Reputation: 423
I have something like this
IDENTIFIER = Word(alphas + '_', alphanums + '_') #words
GENERIC_TYPE = Regex('[a-zA-Z_]+[a-zA-Z0-9_]*(\<[a-zA-Z0-9_]+\>)?') #List<string> or int
AMF = Keyword('public') | Keyword('private') | Keyword('protected') #method modifier
SFMF = Optional(Keyword('static')) & Optional(Keyword('final')) #static and final modifiers
For this example:
res = (Optional(AMF) +
SFMF +
IDENTIFIER).parseString('Method')
print(res)
it prints: ['Method']
but if I add Optional(GENERIC_TYPE)
:
res = (Optional(AMF) +
SFMF +
Optional(GENERIC_TYPE) +
IDENTIFIER).parseString(text)
print(res)
it prints ['int', 'Method']
for text='int Method'
BUT raises an exception for 'final Method'
(or just 'Method'
):
pyparsing.ParseException: Expected W:(abcd...,abcd...) (at char 12), (line:1, col:13)

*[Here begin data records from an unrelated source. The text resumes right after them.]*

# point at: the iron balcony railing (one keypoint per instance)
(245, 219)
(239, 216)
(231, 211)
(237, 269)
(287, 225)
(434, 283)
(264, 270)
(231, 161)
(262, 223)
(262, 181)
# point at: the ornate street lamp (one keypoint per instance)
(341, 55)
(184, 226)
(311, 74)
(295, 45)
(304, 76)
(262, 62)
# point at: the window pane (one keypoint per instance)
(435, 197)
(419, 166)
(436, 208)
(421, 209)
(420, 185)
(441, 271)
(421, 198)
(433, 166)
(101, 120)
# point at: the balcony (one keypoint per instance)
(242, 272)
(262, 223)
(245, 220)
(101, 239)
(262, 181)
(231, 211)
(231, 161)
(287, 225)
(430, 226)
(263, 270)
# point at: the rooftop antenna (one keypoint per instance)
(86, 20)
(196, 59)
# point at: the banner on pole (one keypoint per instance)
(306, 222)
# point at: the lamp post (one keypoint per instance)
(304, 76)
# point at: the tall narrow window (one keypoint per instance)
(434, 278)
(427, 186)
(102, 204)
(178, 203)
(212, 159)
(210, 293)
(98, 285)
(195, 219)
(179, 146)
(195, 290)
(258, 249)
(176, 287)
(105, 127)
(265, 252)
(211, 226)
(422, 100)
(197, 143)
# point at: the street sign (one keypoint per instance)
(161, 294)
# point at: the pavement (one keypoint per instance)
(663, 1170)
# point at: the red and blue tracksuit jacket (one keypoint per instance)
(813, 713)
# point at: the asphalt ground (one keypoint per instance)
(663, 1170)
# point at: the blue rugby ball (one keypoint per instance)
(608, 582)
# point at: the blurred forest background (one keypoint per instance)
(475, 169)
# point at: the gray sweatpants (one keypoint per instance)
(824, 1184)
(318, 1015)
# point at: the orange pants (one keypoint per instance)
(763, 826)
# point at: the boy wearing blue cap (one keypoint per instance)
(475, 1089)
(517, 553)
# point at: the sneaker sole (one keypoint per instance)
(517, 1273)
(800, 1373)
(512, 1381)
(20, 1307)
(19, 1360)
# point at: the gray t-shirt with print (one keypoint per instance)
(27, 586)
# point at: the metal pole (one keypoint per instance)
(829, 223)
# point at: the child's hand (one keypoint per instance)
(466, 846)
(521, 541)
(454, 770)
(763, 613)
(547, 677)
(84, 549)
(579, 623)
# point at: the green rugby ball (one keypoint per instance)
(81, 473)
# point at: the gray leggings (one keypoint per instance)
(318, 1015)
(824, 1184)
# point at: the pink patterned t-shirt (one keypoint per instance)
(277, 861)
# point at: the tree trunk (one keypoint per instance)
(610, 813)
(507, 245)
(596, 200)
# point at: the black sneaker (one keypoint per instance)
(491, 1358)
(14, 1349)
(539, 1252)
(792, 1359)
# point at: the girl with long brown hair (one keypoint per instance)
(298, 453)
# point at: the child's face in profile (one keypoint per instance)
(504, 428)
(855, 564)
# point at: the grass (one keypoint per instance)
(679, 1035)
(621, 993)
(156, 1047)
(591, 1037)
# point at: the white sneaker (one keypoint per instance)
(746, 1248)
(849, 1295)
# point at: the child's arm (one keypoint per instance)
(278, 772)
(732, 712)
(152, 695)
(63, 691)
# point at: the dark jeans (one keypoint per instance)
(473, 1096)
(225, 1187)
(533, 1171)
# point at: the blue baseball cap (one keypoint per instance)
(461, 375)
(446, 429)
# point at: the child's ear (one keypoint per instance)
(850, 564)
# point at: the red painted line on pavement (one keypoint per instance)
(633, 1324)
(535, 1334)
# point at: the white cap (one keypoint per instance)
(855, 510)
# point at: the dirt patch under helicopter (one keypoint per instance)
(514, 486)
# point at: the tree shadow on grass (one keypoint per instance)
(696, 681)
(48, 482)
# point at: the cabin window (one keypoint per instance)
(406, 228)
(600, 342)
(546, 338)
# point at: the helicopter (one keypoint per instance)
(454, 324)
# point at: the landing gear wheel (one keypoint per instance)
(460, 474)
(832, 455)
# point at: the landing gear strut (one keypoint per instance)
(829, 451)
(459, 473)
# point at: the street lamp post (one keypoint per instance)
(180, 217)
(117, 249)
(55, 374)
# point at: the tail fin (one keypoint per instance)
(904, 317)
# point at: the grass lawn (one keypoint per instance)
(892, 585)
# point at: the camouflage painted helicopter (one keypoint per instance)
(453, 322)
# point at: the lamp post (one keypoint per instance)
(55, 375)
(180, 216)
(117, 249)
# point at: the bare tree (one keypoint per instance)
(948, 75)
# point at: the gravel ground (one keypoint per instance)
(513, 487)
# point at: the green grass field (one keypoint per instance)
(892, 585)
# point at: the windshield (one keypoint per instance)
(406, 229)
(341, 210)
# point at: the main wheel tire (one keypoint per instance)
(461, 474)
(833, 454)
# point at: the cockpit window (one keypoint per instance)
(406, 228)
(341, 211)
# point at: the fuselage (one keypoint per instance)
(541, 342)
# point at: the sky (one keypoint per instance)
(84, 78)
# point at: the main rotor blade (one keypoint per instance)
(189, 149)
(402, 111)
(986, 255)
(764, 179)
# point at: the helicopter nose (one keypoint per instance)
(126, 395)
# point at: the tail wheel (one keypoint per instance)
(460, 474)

It looks like pyparsing don't see the Optional thing because if GENERIC_TYPE is optional (like a lot of stuff before it) it should go further and parse IDENTIFIER part.
UPDATE:
The problem seems to be in the logic of parsing. If there is two equal patterns and one them is Optional then the parser don't check if it's about the second one. For example:
m = Optional('M') + Literal('M')
m.parseString('M')
The parser matches 'M' to the first part and then misses Non-optional Literal part.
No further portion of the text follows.